One of the brethren being William Proudfoot who was educated in the University of Edinburgh, and studied theology under Dr. Lawson, of Selkirk. He was licensed by the Presbytery of Edinburgh in 1812, and on the 11th August, 1813, was ordained to the charge of Pitrodie, in Perthshire, where he remained for seventeen years, and where, in addition to his pastoral duties, he conducted with success a classical and mathematical academy. Mr. Proudfoot accepted the charge of a congregation in London, which he retained till his death. He died on the 10th January, 1851, in the sixty-third year of his age and the thirtyeighth of his ministry. During his residence in Canada he was not only a zealous missionary and faithful pastor but discharged with success other multifarious duties which were laid upon him. He was clerk of presbytery, clerk of synod and official correspondent with the Church in Scotland, and took a leading part in the union negotiations between the United Secession and Presbyterian Synods of Canada. When a theological college was established in 1844 in connection with the United Secession Synod, he was appointed professor, and taught classics and philosophy as well as theology, while at the same time he retained the pastoral charge of the congregation in London. In addition to all these labours he took an active and influential part in the public affairs of the Province, and particularly in the movements respecting King's College and the Clergy Reserves. His death was the result of organic disease of the heart, from which for ten weeks he endured great suffering, which he bore with Christian patience and resignation. His removal was felt by the Church to be a sore bereavement. He was a man of dignified appearance and independent character, an accomplished scholar, a profound theologian and an eloquent and impressive preacher, wise in counsel and energetic in action. One of his sons is Vice-Chancellor in the High Court of Justice of the Province of Ontario ; another - the Rev. Dr. Proudfoot - succeeded him as pastor of the congregation in London, and is lecturer on homiletics and pastoral theology in Knox College, Toronto.

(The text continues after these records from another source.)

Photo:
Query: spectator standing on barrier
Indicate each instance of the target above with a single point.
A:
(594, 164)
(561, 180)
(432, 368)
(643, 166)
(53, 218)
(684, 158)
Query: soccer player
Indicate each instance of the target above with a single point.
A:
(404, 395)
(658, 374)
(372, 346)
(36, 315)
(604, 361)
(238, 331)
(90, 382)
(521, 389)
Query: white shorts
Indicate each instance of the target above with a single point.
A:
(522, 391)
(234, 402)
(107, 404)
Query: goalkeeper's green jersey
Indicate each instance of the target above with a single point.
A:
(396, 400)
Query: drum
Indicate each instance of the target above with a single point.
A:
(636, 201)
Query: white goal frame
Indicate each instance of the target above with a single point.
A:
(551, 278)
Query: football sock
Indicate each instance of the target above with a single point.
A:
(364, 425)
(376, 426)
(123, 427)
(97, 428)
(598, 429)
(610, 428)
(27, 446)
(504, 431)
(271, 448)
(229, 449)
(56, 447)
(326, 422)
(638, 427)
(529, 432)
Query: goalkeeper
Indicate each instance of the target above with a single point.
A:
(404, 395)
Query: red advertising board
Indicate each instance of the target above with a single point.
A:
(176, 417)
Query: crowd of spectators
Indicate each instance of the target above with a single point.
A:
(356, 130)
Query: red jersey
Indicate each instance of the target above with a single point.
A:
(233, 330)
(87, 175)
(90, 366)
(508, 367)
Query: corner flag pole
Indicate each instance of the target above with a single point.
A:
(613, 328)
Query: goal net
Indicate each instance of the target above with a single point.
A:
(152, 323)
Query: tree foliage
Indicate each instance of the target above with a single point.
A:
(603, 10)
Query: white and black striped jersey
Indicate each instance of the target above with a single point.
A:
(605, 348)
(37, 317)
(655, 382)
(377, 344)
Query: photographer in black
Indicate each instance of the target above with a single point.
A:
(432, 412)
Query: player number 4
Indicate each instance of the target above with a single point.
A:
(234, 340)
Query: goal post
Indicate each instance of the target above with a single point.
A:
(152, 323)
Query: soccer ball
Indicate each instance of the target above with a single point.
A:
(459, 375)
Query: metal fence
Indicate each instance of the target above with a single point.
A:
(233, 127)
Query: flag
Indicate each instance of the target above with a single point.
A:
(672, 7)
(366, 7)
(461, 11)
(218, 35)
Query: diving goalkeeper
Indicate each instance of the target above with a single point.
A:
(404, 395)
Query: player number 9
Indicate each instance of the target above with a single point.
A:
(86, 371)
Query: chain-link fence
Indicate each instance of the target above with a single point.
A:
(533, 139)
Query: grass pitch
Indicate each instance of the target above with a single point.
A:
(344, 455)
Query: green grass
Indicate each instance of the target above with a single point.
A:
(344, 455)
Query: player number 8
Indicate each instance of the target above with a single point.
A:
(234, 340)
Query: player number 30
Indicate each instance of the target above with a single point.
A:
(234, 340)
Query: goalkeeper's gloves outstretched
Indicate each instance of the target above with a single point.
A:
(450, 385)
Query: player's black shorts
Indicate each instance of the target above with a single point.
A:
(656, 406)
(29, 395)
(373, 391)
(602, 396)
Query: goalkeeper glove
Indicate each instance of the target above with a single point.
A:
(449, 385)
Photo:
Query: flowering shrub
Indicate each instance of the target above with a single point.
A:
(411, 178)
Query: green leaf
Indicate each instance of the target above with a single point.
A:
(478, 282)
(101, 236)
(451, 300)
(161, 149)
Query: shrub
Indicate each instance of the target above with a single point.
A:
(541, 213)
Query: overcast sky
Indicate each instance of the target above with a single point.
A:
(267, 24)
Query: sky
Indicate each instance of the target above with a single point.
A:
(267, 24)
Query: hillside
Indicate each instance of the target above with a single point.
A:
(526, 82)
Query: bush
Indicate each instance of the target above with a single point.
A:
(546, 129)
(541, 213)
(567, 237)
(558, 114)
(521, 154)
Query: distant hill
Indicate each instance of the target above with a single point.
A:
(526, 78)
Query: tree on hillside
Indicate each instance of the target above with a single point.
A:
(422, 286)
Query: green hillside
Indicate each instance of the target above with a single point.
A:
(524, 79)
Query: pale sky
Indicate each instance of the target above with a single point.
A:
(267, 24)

The state of Upper Canada as a field of missionary labour at the time when Mr. Proudfoot came to it is thus described by him in a letter written soon afterwards, in which he also describes his reception by the brethren of the United Synod of Upper Canada, and the field of their labours, and also the plan which he and Mr. Christie proposed to adopt. " In order (he says) to have a just idea of Canada as a field of missionary labour under the superintendence of the United Associate Synod [of Scotland] it is necessary to divide the country into the townships within the limits of the United Synod of Upper Canada, and those that are beyond them. The synod has congregations at wide intervals from Cornwall, fifty miles be low Prescott, to London, in the western territory, and from York [Toronto] to Lake Simcoe.